The State Bank of Vietnam (SBV) set the reference rate for the Vietnamese dong at 23,295 Monday morning, leaving the dong at its lowest in recent history.
Some banks this morning raised the dollar's price to over VND23,800 for the first time ever.
Vietcombank, the country’s largest lender, sold the greenback for VND23,810, up more than 3.9 percent from the beginning of this year. This is the rate state-owned lender BIDV announced the same day. At VietinBank, the listed price was VND23,809.
The dollar price fluctuated less in the private banking sector, and some even reduced their selling price.

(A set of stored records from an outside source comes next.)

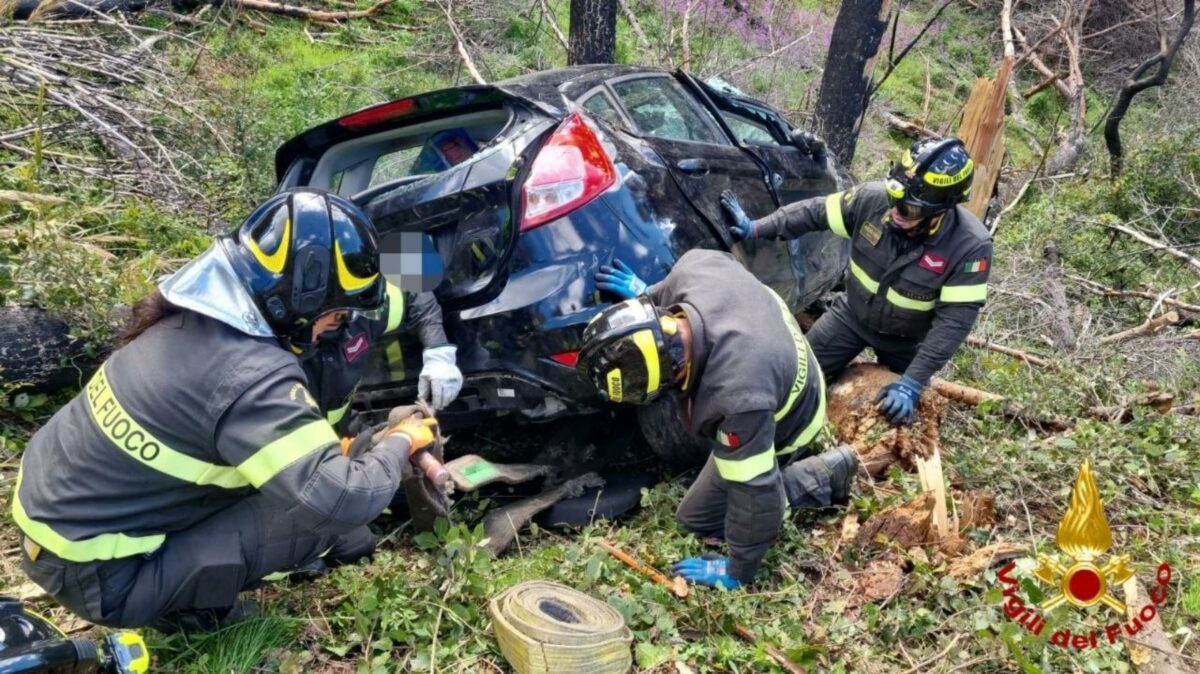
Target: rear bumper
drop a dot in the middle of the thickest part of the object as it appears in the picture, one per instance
(484, 396)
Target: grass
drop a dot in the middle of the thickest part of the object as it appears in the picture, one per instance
(421, 603)
(238, 649)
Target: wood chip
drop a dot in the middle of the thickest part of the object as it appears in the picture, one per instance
(975, 564)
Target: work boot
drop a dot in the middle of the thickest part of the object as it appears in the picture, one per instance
(822, 480)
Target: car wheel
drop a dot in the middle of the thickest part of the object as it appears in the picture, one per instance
(666, 434)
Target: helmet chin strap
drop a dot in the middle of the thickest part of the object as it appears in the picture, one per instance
(923, 228)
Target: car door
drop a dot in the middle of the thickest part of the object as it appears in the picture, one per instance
(819, 259)
(703, 161)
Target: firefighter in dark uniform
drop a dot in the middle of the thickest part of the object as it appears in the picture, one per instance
(196, 462)
(730, 350)
(918, 268)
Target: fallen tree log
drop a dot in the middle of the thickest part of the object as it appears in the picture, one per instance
(39, 354)
(1149, 328)
(1156, 244)
(1159, 401)
(1102, 289)
(973, 397)
(1009, 351)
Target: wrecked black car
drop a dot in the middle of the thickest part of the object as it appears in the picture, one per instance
(525, 187)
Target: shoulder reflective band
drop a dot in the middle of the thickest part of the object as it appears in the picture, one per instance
(136, 441)
(909, 302)
(340, 413)
(101, 547)
(395, 360)
(802, 357)
(395, 308)
(871, 286)
(809, 433)
(833, 214)
(282, 452)
(645, 341)
(745, 469)
(965, 293)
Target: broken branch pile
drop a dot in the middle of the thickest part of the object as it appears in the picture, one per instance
(76, 90)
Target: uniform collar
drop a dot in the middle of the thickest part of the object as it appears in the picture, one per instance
(699, 344)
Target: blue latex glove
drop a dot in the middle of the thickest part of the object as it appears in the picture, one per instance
(709, 570)
(898, 401)
(741, 226)
(621, 281)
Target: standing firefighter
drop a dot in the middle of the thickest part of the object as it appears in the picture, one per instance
(918, 268)
(197, 461)
(747, 383)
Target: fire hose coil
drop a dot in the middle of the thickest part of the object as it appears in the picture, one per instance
(550, 629)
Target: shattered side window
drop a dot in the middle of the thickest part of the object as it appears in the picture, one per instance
(660, 107)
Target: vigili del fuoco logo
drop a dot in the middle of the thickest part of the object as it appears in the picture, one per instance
(1089, 578)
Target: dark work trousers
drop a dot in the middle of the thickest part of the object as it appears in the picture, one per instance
(198, 569)
(807, 483)
(838, 337)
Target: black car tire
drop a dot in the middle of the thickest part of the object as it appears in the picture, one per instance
(666, 434)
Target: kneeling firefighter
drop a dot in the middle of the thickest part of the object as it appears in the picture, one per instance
(730, 351)
(918, 268)
(197, 461)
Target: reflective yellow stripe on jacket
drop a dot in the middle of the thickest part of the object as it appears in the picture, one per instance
(802, 378)
(897, 299)
(395, 308)
(833, 214)
(102, 547)
(282, 452)
(965, 293)
(745, 469)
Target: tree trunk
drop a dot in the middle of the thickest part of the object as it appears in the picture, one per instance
(857, 34)
(39, 353)
(593, 31)
(1139, 82)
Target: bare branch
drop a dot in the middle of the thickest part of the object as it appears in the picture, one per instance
(1137, 83)
(1156, 244)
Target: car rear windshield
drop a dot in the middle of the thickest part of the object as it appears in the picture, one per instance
(407, 154)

Techcombank,the country's largest private lender, raised the exchange rate to VND23,811, a slight increase from the end of last week. Eximbank kept the rate at VND23,790.
Dollar prices also increased on the unofficial market, selling at VND24,160 Monday.

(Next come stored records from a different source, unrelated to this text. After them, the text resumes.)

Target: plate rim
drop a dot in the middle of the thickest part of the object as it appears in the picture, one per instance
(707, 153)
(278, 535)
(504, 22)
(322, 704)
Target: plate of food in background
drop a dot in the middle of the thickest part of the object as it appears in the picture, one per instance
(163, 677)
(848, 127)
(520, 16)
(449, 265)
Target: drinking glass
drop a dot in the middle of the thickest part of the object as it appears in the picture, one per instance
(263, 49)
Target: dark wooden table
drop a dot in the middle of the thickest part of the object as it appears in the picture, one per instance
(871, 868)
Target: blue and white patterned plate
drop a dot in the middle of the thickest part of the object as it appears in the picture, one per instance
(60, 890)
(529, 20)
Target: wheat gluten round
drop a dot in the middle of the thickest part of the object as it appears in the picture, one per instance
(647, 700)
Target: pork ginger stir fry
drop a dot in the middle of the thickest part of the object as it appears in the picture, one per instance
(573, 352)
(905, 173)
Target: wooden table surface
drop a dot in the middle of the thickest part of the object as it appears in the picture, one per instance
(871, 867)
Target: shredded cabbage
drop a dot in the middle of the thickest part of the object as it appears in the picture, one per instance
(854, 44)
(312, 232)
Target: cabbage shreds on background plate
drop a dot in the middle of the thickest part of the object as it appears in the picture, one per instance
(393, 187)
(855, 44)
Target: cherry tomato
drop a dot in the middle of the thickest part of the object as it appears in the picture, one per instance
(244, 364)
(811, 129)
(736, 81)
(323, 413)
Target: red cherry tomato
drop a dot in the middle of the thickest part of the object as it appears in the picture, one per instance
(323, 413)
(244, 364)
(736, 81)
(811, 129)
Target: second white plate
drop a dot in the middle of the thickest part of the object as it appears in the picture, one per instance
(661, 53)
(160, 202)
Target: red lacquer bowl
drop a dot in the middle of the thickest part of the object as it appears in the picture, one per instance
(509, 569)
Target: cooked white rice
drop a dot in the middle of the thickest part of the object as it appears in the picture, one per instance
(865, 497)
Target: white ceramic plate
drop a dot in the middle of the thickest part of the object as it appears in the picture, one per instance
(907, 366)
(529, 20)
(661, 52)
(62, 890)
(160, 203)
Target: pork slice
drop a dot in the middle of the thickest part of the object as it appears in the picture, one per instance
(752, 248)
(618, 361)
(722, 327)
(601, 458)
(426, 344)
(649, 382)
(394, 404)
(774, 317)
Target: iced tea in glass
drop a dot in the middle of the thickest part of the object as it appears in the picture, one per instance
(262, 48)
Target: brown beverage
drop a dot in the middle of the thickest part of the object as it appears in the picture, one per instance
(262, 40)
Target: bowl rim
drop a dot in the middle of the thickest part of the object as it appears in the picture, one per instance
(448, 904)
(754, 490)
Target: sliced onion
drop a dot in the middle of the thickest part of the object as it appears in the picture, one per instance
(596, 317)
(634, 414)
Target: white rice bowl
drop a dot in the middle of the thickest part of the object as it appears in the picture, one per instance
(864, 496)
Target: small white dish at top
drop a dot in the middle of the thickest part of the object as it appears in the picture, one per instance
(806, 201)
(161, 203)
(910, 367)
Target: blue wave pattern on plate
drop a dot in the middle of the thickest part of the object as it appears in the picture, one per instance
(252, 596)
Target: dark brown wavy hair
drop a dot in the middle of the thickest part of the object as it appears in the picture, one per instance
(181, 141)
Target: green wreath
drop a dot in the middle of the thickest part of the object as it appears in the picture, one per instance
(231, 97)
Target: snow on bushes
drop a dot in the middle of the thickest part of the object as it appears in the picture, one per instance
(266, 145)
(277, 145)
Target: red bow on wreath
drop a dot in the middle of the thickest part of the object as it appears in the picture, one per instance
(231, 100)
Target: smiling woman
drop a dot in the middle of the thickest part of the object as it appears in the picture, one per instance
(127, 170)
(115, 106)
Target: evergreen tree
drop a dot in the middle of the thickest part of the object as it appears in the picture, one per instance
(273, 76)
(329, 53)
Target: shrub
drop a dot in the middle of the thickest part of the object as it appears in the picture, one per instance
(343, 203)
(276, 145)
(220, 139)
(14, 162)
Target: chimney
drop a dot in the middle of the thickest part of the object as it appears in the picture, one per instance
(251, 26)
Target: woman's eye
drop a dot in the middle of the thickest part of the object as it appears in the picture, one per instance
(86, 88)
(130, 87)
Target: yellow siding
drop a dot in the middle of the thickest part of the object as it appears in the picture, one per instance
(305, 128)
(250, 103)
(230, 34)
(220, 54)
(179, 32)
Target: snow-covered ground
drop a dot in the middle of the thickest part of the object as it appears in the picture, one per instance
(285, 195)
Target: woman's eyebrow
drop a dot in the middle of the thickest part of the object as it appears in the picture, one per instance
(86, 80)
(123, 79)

Interest rate hike is expected to further push the Dollar Index - which measures the strength of the dollar against a basket of international currencies. It is currently at 109.8 points, a 20-year high.

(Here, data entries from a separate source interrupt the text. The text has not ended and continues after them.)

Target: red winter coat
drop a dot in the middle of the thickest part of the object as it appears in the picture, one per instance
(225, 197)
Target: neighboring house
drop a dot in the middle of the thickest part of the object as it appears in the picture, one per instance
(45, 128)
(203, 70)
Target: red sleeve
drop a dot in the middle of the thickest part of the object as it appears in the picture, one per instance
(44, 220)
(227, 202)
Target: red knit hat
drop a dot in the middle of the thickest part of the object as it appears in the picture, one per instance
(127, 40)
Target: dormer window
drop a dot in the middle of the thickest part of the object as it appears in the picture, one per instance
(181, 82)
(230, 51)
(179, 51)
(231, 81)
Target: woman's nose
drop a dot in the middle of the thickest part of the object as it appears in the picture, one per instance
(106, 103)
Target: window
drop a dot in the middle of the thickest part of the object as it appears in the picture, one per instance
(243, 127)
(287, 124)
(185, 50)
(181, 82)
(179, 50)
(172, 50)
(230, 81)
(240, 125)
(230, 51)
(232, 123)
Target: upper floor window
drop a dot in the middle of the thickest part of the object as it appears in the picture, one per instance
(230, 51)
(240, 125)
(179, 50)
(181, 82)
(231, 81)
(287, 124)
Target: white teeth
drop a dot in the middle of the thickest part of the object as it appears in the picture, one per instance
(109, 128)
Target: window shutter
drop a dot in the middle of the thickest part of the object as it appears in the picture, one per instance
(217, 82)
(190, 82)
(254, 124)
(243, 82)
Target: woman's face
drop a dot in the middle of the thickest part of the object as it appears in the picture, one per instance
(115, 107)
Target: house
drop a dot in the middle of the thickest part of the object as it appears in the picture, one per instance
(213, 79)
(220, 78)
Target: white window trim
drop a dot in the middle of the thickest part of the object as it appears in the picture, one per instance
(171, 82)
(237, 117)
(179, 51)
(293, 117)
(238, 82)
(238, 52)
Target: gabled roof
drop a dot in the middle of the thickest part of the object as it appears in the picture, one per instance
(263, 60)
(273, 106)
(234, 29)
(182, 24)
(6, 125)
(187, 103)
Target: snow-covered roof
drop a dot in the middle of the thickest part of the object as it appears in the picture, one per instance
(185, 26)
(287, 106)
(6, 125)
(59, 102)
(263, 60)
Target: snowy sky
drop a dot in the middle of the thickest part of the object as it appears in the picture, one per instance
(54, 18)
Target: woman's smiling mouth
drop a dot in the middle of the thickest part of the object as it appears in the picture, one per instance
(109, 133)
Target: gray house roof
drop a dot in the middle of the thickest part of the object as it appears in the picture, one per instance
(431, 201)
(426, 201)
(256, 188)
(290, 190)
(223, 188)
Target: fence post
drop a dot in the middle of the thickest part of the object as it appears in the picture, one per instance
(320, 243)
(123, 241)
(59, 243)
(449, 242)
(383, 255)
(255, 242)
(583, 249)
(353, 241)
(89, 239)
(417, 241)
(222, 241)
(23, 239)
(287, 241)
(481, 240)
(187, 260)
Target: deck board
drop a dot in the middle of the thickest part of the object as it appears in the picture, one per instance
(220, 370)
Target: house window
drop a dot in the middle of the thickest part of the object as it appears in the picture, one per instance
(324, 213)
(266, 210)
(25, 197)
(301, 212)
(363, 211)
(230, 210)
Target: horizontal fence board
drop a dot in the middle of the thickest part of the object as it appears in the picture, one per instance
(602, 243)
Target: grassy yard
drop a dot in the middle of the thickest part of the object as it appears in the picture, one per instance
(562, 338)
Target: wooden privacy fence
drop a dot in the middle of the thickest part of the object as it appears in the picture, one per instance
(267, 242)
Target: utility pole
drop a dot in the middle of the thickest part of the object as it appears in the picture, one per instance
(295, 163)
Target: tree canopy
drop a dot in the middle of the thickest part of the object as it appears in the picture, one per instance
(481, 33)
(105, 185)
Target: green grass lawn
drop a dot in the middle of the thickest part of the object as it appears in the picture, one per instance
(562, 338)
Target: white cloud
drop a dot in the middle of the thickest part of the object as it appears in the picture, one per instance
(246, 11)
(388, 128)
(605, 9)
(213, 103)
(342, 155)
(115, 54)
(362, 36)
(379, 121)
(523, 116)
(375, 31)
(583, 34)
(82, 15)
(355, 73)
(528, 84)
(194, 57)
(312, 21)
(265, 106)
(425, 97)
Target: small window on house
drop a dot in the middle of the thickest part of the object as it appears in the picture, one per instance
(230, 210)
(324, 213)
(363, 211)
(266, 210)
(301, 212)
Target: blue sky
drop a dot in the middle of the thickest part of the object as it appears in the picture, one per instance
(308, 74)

According to U.S. Federal Reserve Chairman Jerome Powell, the path to lower inflation will be slow and difficult. He stated that interest rates will remain high for some time in order to keep inflation at three times the Fed's 2% target.
Truong Van Phuoc, former acting chairman of National Financial Supervisory Commission, predicted that the FED would continue to hike interest rates on September 21. He said Vietnam must keep the exchange rate "stable" since it was an important front line tool in the fight against inflation. Currently, the U.S. dollar is used to pay for 60-70% of import-export contracts.
The dong has depreciated by more than 3.9% against the dollar since the beginning of the year, putting pressure on costs for enterprises that import raw materials and commodities and pay with the greenback.
Many businesses reported that the price of imported goods has increased by 1.5-2%, excluding the increase in shipping and other costs. Export firms will be under pressure from the higher costs of imported raw materials and accessories.